From cutting-edge cancer treatment to underwater therapy, some pets get it all.

ByABC News
October 10, 2007, 12:39 PM

Oct. 12, 2007 — -- Suzanne Green and her dog, Suzi, have made the trip from their home in New Jersey to the Animal Medical Center in New York City many times before.

Suzi, a bichon frise, has lymphoma. After six months of chemotherapy, she headed for a checkup at the center, which isn't just any veterinarian's office.

"I'm always nervous they are going to find something," Green said.

As you walk through the corridors of the center on Manhattan's Upper East Side, you could be forgiven for thinking it looks like a triage scene on an episode of "Grey's Anatomy." The young residents and internists take their business very seriously as seriously as Americans take their pets.

Jeffrey S. Klausner is the CEO and president of the Animal Medical Center, a nonprofit facility that offers everything from chemotherapy "we are the Mayo Clinic for pets," Klausner said to water therapy.

It has an underwater treadmill for patients like Lily, a pug, who was recovering well after having a double hip replacement.

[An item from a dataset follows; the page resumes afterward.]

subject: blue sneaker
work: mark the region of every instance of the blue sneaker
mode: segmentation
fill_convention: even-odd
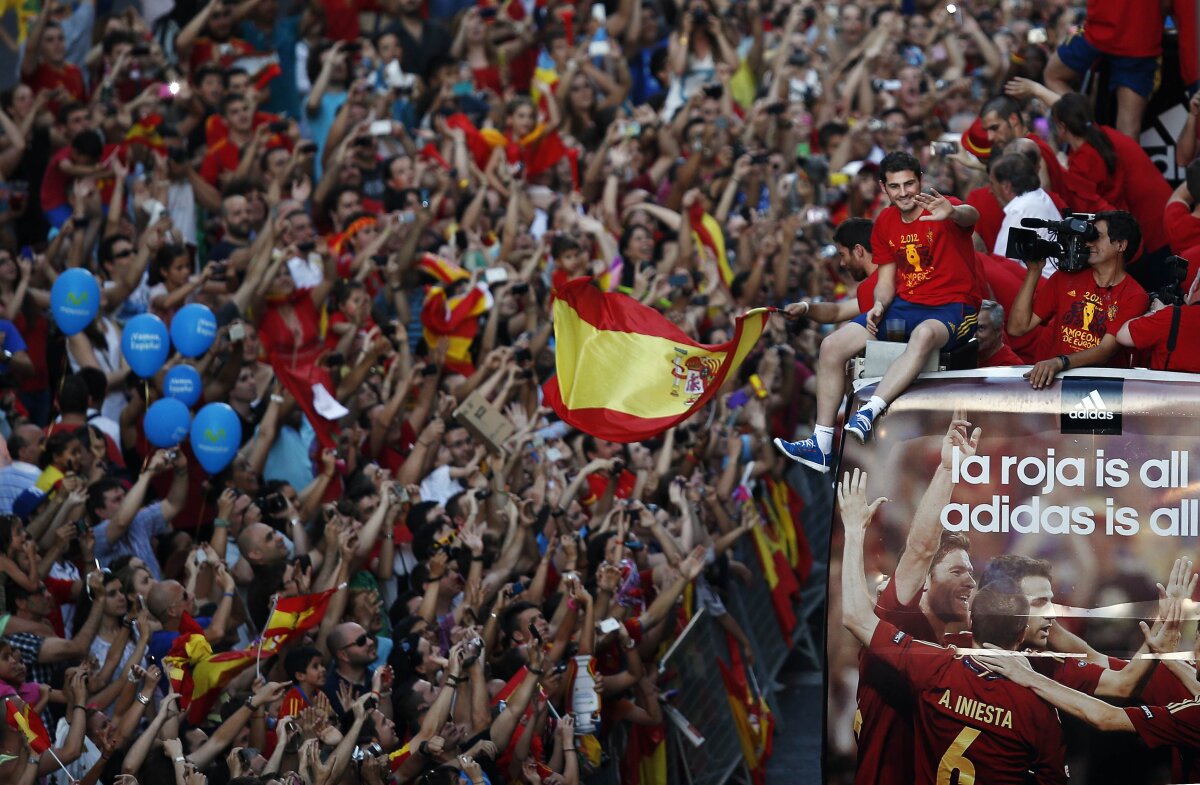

Spend a little time at the center and it's easy to understand why it's such an unusual place. The waiting room is packed with dogs, but this hospital takes all comers, like Bowzer the tortoise who needed his nails cut and beak tended to. Aunt Rose, a 33-year-old feisty yellow parrot, had come by for a sonogram.

"It looks like a diverse liver disease that is not cancer," said Aunt Rose's doctor.

Aunt Rose seems like a most exceptional patient, until you meet Dianne Rochenski and her pet mouse, who had developed a large tumor. Mousey, as she calls him, broke into Rochenski's apartment a few months back and she fell in love. Rochenski was told that it would cost $1,000 to remove the tumor.

"I brought him to work with me today," said Rochenski. "I don't like to spend money on myself for the doctor, but no holds barred for him. Mice are just so misunderstood."

There is no misunderstanding what animals mean to their owners. More Americans have pets than children and more and more they are willing to spend whatever they can on that animal. Twenty years ago the most complex procedure out there was getting your cat de-clawed.